"The Chinese regime is artificially distorting the severity of the current drought, saying that it is one that would only occur once in a hundred years or once in a thousand years," said Dr. Wang Weiluo, a well-known water expert and hydraulic engineer who lives in Germany.
Dr. Wang asserts that the Chinese Communist Party (CCP) is distorting the drought’s extent. Droughts, he says, frequently happened in China’s history.
He believes that the CCP’s intention behind the exaggeration is to showcase its leadership and demonstrate that it can "prevail in battles with heaven and other natural disasters."
“China’s geographic environment has an important characteristic, which is, the rainfall conditions in China are good; the total rainfall is relatively high and spread evenly across the country. Another advantage is that China's rainfall and agricultural growth are synchronized," he notes.

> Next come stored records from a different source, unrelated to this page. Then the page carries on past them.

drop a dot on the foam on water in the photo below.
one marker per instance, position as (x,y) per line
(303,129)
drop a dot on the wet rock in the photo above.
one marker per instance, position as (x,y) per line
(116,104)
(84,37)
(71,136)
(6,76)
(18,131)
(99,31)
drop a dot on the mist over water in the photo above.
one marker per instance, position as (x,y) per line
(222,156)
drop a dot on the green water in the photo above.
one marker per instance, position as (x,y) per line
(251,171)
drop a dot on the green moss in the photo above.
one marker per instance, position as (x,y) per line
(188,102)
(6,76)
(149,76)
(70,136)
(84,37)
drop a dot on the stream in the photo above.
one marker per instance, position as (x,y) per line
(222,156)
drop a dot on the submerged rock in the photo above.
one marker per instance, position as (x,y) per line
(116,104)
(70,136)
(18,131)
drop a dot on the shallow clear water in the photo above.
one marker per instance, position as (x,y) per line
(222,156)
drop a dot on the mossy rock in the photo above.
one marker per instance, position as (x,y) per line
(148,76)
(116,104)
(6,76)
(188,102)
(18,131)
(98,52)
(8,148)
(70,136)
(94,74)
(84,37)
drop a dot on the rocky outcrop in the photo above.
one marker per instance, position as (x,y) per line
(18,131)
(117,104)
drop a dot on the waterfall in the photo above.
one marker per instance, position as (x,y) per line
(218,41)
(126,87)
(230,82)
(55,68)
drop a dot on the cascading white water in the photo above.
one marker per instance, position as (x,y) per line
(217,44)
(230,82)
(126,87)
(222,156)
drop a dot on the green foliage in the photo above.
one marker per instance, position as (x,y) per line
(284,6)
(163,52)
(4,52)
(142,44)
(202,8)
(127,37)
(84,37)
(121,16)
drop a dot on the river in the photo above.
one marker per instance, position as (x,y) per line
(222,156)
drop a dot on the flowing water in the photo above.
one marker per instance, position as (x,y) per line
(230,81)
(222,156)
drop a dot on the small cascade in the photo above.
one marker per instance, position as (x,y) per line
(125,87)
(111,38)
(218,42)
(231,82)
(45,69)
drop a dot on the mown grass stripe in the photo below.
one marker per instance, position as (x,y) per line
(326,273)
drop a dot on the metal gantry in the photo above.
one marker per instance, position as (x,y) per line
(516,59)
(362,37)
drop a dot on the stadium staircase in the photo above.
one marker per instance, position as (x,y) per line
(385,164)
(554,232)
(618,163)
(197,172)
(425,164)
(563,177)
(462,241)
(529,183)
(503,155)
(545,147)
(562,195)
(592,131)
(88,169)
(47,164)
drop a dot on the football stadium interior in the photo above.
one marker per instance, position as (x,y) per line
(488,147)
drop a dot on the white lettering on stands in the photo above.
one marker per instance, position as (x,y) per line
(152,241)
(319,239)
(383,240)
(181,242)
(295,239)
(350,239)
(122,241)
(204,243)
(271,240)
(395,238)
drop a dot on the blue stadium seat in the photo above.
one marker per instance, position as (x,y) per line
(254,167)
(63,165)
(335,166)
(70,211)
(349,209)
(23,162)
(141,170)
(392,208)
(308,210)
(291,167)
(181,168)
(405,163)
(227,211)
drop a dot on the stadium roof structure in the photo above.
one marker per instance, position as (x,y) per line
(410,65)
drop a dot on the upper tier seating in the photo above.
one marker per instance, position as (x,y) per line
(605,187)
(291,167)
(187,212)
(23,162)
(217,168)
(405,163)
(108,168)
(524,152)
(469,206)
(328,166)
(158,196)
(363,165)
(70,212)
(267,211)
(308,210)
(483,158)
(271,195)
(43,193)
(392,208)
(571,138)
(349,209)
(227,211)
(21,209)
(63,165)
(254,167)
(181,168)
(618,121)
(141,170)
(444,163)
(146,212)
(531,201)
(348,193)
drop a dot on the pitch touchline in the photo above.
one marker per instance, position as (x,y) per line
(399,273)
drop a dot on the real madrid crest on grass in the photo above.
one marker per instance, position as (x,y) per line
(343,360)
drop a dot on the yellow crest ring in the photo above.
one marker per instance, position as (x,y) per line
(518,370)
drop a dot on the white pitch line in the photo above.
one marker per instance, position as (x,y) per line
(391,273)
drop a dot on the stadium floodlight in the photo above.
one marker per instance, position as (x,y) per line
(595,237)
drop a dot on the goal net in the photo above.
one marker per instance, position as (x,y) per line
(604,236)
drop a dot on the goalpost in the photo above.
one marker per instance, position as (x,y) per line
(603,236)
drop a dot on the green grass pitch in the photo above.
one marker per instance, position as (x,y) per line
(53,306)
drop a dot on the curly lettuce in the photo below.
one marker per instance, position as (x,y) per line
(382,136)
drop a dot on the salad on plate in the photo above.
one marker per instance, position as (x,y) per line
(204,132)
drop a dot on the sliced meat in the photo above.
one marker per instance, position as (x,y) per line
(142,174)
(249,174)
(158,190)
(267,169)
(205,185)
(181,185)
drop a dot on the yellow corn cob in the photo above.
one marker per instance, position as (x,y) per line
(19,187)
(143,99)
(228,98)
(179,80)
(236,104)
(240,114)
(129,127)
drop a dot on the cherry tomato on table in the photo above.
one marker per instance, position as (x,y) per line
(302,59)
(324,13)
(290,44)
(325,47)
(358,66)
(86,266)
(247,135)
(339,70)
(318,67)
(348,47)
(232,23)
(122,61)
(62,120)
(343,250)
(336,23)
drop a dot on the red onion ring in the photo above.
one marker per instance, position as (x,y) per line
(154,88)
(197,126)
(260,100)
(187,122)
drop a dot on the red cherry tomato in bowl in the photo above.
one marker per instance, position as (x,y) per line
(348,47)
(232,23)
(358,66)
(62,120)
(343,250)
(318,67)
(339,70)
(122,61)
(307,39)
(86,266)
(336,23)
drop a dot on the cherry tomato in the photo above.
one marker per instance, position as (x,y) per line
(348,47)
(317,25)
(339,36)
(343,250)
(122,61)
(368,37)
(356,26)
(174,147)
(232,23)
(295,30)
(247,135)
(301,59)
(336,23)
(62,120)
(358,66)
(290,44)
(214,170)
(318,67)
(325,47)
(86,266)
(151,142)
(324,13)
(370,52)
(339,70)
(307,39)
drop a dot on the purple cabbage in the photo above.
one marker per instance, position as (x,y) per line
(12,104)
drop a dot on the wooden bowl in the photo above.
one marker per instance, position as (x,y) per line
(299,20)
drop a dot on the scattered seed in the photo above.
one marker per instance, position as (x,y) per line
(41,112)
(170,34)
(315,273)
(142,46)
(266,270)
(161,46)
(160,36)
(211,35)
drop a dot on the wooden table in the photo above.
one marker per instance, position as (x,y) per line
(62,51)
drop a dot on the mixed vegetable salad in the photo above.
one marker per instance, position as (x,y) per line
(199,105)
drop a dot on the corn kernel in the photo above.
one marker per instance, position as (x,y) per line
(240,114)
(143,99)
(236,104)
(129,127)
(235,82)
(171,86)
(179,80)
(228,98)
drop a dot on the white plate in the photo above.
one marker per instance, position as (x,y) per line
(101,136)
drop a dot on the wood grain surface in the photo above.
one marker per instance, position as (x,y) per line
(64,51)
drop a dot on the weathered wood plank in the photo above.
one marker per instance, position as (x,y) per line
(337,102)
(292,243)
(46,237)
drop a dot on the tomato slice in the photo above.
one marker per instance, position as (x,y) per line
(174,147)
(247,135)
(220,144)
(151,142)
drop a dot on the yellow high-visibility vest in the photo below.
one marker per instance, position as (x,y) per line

“One shortcoming is that rainfalls are not well balanced during the year. Therefore flooding happened quite frequently throughout the history of China, but not severe drought.”
“There has been no rain in some parts of China for more than 3 months, but it is not a severe drought. Though Chinese farmers are not able to water their fields, this drought has been mostly caused by human reasons. The areas hit by drought are mainly north of the Yangtze River, and some parts of Jiangsu and Anhui provinces.
“The CCP said that the drought is a once-in-a-hundred years or a thousand years event. This can only be true for a small area, not for the entire country. This statement is an intentional distortion.”
Extravagant Water Conservancy Projects End in Failure
Dr. Wang points out that there are two phases in the CCP’s water conservation effort: before the economic reform and after the reform, namely the “first 30 years” and “the second 30 years.”
During the “first 30 years,” Mao Zedong implemented a policy of “extensively developing agriculture and building up water conservation capacity” and many facilities were built during that period.
“Now, China has more reservoirs than any other country, officially 80,000 reservoirs. When unregistered ones are included, China has more than 120,000 reservoirs. Each river has its own reservoir and some cities, such as Beijing,have more than 80.
“Dam breaks happened last year in Fujian, Hainan, Jilin, Jiangxi, Hunan and other places, causing flooding. The CCP’s flood control department was ordered to remove all water out of these reservoirs, in order to prevent dams from breaking. Since September, however, after the rainy season, there has been no rain, so there is little water in the reservoirs to help with the drought.
“Therefore, the quality of the dams of China’s reservoirs is not good or secure, and cannot play its proper role."